The first hearing was held back in January 2020 after Rock Lehigh Valley filed a petition against the township, alleging that the municipality acted in “bad faith” by rejecting their request to rezone 155 acres west of Weaversville Road from agricultural to industrial. Rock Lehigh Valley has argued since filing the petition in the summer of 2019 that East Allen Township’s zoning unfairly excludes modern logistics centers, which solicitors for Rock argue are different entities than warehouses.
Representing Rock Lehigh Valley, Joseph Fitzpatrick said in his closing statement that a modern logistics center and a traditional warehouse are two completely different entities in the supply chain, citing testimony given by Lehigh professor Dr. Zach Zachariah in early 2020.
He added that the COVID-19 pandemic has only added to the necessity for a local logistics center as more and more families rely on e-commerce.
With East Allen Township located only one day’s drive from one-third of the U.S. population and half of the Canadian population, Fitzpatrick argued that rezoning 155 undeveloped acres for logistics is a “real, distinct, and necessary use.”
Zoning, he said in closing, should be used for planning for the future. Not denying it.
However, this was an argument that many East Allen Township residents were not persuaded by.
“You can make up whatever name you want,” said Robert Byshler during public comment. “Is it a big building…Does it have a lot of trucks? Yes.”

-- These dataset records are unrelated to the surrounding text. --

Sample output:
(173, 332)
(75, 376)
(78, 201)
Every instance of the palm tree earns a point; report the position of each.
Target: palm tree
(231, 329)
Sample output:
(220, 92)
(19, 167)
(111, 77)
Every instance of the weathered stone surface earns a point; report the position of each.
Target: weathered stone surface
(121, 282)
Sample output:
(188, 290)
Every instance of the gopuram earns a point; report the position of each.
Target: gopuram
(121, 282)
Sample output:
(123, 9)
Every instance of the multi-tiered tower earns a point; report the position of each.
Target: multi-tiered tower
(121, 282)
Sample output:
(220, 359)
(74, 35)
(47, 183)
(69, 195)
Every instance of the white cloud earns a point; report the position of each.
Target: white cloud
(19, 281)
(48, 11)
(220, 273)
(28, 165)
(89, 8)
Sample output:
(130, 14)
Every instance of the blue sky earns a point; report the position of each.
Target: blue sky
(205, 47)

“Different name, same game,” added Lou Corominas. The effects of a logistics center, including increased pollution and traffic, are no different than those caused by a warehouse, he continued.

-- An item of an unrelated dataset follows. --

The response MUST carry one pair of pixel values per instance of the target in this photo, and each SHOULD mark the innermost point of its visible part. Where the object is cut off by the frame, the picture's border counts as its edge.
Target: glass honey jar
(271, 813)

“A horse, is a horse, is a horse,” Bob Lalo said simply to close his public comment.
The concept that a logistics center is different from a warehouse is something Kimberly Freimuth, special counsel for the township, vehemently denies.
“A logistic center is nothing more than a type of warehouse,” she said in her closing arguments.
She added that the township’s zoning ordinance provides “sufficient” land for warehouses in other parts of the township, even if those plots of land may not be large enough for a one-million-square-foot warehouse, something Rock Lehigh Valley has argued. She also took issue with Rock Lehigh Valley saying that there was not enough space for warehouses in the township. She reminded those present there are already six existing warehouses in the township, which Rock did not take into account while testifying.
“The applicant is creating growth [in Allen Township] and forcing it into a neighboring township,” she concluded.
Having heard hours of testimony from witnesses, counsel arguments, and public comment over 18 months, township solicitor Joseph Piperato recommended that both Fitzpatrick and Freimuth prepare findings of fact and conclusions of law. These packets will summarize the main arguments of the hearing in a more digestible format for supervisors. After a review, supervisors will make their decision.
While no voting date is scheduled as of now, a date will be announced on the township website: www.eatwp.org.